Mourão chefia o Conselho da Amazônia, estrutura que coordena as ações de preservação no bioma mas que passa por um processo de esvaziamento.

O vice já entrou em choques anteriormente com Salles, que na semana passada foi alvo de uma operação da Polícia Federal que investiga um suposto esquema de exportação de madeira ilegal.

Mourão foi questionado sobre os impactos da ação da PF tanto nos trabalhos do conselho quanto na imagem internacional do Brasil, mas evitou fazer comentários e disse que aguarda os desdobramentos da investigação.

PGR

O ministro Alexandre de Moraes, do Supremo Tribunal Federal (STF), frustrou investida da Procuradoria-Geral da República (PGR) para blindar o governo Bolsonaro e seus principais aliados e barrou uma tentativa do órgão chefiado por Augusto Aras de tirar de sua relatoria a investigação que fez buscas contra o ministro Ricardo Salles e o presidente afastado do Ibama, Eduardo Bim.

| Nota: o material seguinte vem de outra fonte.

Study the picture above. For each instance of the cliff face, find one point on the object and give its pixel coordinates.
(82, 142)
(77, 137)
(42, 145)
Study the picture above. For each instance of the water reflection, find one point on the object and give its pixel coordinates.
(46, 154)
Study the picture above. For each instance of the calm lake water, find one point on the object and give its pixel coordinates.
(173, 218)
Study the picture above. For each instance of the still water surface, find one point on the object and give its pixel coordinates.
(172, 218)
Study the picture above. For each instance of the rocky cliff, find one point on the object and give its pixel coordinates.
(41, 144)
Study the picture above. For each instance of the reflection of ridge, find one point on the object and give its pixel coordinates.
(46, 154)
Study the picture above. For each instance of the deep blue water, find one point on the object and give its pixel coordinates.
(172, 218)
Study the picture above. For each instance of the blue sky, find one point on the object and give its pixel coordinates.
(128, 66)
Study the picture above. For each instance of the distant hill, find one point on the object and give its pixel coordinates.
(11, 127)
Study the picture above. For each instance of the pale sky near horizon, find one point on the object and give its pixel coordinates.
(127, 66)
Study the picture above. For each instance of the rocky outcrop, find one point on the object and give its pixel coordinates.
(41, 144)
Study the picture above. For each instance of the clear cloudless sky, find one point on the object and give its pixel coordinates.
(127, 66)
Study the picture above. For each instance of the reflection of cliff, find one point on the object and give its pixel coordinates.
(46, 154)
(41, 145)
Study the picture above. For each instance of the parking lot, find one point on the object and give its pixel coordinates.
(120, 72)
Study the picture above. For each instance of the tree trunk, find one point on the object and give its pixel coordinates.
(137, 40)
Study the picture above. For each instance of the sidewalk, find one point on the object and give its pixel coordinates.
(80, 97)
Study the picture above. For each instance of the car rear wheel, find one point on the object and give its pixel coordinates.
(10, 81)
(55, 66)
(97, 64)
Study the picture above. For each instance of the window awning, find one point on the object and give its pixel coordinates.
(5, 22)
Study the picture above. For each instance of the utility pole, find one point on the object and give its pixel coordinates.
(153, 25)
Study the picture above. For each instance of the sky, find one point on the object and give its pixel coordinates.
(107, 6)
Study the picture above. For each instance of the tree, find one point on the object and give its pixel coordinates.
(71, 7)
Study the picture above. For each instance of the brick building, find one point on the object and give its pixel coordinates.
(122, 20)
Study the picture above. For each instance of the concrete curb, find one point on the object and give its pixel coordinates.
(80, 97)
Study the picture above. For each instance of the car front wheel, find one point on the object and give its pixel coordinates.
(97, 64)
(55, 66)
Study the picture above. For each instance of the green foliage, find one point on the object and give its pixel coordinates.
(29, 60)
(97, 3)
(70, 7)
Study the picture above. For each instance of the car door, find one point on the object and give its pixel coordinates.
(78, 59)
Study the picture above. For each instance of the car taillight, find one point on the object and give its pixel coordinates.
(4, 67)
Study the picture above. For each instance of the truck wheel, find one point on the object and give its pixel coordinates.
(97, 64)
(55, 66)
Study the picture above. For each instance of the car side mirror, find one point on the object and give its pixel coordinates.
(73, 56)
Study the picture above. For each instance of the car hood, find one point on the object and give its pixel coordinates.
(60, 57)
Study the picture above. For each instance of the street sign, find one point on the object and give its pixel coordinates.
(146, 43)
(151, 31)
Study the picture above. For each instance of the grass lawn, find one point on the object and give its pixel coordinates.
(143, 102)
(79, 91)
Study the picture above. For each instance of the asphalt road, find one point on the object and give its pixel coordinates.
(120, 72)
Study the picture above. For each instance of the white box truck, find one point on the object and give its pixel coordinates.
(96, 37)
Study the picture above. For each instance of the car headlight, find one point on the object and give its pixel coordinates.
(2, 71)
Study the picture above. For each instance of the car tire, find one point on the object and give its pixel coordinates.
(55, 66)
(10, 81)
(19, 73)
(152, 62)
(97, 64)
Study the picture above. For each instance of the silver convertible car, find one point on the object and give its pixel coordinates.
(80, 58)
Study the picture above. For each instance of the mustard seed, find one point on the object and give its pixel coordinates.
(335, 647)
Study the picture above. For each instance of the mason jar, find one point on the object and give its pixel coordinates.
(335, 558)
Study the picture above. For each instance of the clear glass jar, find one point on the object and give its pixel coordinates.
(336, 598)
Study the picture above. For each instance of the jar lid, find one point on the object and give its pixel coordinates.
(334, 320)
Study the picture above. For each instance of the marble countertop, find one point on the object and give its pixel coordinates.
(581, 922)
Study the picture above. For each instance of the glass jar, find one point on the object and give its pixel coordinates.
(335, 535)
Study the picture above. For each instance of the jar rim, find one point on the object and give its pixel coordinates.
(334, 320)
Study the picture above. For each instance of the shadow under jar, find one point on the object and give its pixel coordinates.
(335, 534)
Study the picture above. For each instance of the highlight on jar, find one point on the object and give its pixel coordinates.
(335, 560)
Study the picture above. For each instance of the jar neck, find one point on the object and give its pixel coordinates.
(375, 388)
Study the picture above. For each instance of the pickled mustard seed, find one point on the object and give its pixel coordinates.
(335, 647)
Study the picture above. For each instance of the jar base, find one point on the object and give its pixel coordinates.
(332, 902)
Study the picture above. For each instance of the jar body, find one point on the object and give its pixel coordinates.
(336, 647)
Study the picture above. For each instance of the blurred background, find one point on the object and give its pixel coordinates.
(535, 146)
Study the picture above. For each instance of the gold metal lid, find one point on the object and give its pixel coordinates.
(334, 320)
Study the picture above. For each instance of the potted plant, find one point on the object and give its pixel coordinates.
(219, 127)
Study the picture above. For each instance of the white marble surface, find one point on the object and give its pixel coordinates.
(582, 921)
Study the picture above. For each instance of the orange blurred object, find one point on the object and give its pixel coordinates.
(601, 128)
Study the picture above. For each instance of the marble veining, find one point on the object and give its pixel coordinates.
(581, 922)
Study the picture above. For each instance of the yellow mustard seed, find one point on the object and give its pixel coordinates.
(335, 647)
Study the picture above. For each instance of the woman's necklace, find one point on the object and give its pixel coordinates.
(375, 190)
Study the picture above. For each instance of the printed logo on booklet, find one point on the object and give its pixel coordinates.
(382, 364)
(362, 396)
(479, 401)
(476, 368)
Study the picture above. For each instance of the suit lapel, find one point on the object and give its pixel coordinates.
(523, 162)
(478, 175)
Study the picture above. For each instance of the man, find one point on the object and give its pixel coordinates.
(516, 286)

Moraes indeferiu nesta terça-feira (25) um pedido assinado pelo vice-procurador-geral da República Humberto Jacques de Medeiros, para que os autos da Operação Akuanduba fossem enviados para a ministra Cármen Lúcia. A operação investiga benefícios a madeireiros.

Logo na primeira linha de sua decisão, o ministro do STF classificou o pedido da PGR para retirar a investigação de suas mãos como "suis generis" - expressão em latim que significa "peculiar". "Não há qualquer dúvida sobre a competência desse relator para prosseguir na relatoria", frisou. A PGR deve recorrer da decisão.